R. v. MacDonald 2014 ABPC 118 – on the voir dire, there was no argument that the constable had grounds to make an ASD demand has he had done. In response to the demand, Mr. MacDonald asked, “Do I have a choice?” The constable re-read the demand from the card he carried with him for that purpose. The answer was, “no.” He arrested Mr. MacDonald, and “Chartered” and “cautioned” him by reading from cards. Mr. MacDonald indicated a desire to speak to a lawyer, and he was taken to the local detachment, arriving at 2:47 AM, at which time the constable started on “the paperwork.”
At 2:58 AM, Mr. MacDonald was placed in the phone room and given instructions. There followed a series of exchanges between he and the constable regarding the following: how to make calls; the constable assisting him; his being unable to reach anyone; his asking for and receiving a pen and paper; his apparent lack of activity; his pen and paper being taken away and his being placed in a cell for 10 minutes because of that perceived lack; his being handcuffed during this time for being “resistant;” the return of his pen and paper and his return to the phone room; whether he had fallen asleep several times or was “resting his eyes;” and finally, regarding his having left a message for a lawyer and now waiting for a return call.
As Mr. MacDonald was now simply waiting for a return call, at 4:11 AM the constable removed him from the phone room and placed him in a cell, on the basis that it was unnecessary for him to wait for the call in the phone room. The constable’s notes indicated that at 5:50 AM a tow truck was en route to tow the vehicle, to comply with the new rules regarding seizures and suspensions, but his notes ended there. He indicated that Mr. MacDonald was in cells at that time and was released some time later.

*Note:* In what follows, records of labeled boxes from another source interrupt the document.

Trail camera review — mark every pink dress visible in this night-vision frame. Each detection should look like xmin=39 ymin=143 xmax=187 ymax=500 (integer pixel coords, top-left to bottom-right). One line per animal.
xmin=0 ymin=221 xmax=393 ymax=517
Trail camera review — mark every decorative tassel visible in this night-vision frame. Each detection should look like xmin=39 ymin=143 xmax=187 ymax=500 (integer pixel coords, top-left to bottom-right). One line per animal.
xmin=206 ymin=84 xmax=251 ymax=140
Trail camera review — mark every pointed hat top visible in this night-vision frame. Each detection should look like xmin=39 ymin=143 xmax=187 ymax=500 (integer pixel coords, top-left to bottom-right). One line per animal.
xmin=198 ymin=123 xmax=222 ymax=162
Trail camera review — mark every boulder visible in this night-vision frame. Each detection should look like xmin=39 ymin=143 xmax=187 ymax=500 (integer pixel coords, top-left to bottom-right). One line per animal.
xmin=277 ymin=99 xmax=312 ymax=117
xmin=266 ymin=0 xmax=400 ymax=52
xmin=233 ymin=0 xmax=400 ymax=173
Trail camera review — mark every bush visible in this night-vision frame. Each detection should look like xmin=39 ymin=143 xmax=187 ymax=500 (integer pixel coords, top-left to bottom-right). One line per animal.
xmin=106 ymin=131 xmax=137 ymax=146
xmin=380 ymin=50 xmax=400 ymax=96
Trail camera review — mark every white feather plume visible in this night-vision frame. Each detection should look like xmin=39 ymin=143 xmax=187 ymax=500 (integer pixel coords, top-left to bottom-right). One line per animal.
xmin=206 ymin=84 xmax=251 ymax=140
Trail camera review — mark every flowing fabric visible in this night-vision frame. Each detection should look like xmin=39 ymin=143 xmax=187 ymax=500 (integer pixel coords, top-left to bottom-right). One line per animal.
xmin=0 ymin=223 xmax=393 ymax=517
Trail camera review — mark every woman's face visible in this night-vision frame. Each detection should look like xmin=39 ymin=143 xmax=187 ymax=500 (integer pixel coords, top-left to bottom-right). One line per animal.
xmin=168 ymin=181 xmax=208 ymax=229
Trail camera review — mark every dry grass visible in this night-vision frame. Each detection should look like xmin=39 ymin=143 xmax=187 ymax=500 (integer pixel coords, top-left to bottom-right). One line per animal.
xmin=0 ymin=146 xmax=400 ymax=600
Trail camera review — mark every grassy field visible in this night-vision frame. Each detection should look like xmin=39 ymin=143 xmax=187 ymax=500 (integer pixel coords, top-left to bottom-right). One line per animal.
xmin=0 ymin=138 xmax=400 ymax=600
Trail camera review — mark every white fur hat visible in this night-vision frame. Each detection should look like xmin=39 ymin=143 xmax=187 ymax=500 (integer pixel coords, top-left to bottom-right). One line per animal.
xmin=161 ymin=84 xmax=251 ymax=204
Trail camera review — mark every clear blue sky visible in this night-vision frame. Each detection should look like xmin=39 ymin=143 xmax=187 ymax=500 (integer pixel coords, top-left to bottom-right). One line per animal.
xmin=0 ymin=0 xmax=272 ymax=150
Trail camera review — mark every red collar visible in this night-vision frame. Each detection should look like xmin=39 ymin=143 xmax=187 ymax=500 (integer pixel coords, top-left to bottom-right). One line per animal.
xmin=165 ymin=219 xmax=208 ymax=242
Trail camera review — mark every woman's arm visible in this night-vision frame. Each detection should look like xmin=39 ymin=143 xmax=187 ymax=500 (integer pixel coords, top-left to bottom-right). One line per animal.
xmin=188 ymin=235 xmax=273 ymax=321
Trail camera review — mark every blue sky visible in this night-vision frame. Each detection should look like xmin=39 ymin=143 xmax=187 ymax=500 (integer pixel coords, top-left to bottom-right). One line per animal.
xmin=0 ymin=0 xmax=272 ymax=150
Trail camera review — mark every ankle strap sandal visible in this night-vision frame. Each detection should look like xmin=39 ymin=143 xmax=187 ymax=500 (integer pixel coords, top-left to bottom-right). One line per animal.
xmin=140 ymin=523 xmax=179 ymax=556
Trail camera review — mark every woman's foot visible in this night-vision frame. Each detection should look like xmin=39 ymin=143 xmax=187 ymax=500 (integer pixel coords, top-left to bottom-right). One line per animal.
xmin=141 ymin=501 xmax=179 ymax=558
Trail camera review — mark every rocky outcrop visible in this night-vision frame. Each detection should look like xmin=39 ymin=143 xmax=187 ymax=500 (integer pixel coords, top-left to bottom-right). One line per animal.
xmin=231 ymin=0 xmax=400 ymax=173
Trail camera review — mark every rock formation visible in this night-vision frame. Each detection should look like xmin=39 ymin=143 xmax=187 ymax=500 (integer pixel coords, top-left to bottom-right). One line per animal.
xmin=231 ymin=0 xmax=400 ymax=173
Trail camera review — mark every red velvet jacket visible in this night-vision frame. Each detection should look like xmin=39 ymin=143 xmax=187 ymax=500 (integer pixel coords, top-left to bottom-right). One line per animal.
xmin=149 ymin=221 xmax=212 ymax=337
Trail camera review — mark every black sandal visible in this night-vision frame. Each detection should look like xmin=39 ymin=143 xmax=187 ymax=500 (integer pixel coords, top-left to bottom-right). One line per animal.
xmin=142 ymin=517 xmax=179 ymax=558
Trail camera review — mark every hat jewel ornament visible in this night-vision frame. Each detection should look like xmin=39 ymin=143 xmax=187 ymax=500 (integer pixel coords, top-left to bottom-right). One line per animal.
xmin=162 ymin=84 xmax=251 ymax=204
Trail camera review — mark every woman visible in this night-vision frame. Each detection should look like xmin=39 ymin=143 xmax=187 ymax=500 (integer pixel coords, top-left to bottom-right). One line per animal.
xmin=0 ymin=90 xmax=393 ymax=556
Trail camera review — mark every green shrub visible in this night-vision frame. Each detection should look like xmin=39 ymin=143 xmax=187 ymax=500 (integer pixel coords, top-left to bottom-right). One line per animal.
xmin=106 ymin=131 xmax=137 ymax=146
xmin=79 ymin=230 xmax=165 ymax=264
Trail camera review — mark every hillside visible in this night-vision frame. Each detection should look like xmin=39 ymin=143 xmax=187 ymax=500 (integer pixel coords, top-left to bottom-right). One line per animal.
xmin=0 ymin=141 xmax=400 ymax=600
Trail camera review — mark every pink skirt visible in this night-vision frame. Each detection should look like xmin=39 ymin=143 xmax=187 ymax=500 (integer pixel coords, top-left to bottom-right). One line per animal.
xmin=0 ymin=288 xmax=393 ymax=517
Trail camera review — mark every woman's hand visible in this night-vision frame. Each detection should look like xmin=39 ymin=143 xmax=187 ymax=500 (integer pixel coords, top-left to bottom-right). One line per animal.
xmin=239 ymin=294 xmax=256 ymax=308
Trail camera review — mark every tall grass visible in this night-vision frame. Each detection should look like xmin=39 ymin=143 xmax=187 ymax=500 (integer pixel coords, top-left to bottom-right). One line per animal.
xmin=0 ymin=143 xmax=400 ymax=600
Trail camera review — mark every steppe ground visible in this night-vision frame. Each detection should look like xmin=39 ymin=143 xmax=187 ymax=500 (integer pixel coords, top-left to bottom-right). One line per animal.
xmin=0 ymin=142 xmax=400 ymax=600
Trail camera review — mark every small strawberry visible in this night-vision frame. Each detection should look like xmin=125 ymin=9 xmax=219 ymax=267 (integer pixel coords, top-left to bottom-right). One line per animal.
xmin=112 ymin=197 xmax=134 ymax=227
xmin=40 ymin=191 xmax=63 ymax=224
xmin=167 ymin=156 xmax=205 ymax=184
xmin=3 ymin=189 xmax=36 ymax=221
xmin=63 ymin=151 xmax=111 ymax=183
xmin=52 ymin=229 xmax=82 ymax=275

It was not clear when exactly the decision to charge Mr. MacDonald was made. The constable testified that he was prepared to allow the accused to change his mind regarding giving a breath sample if he wished. He anticipated Mr. MacDonald speaking with counsel at the detachment, and then asking if he could provide a breath sample; the constable considered that if that occurred, the accused could provide one, and he wouldn’t be charged with the earlier ASD refusal. Those thoughts were not conveyed to Mr. MacDonald. The constable indicated that he conclusively determined to charge Mr. MacDonald when he felt he wasn’t making a sufficient effort to obtain legal advice; presumably, that was near the end of the activities in and around the phone room.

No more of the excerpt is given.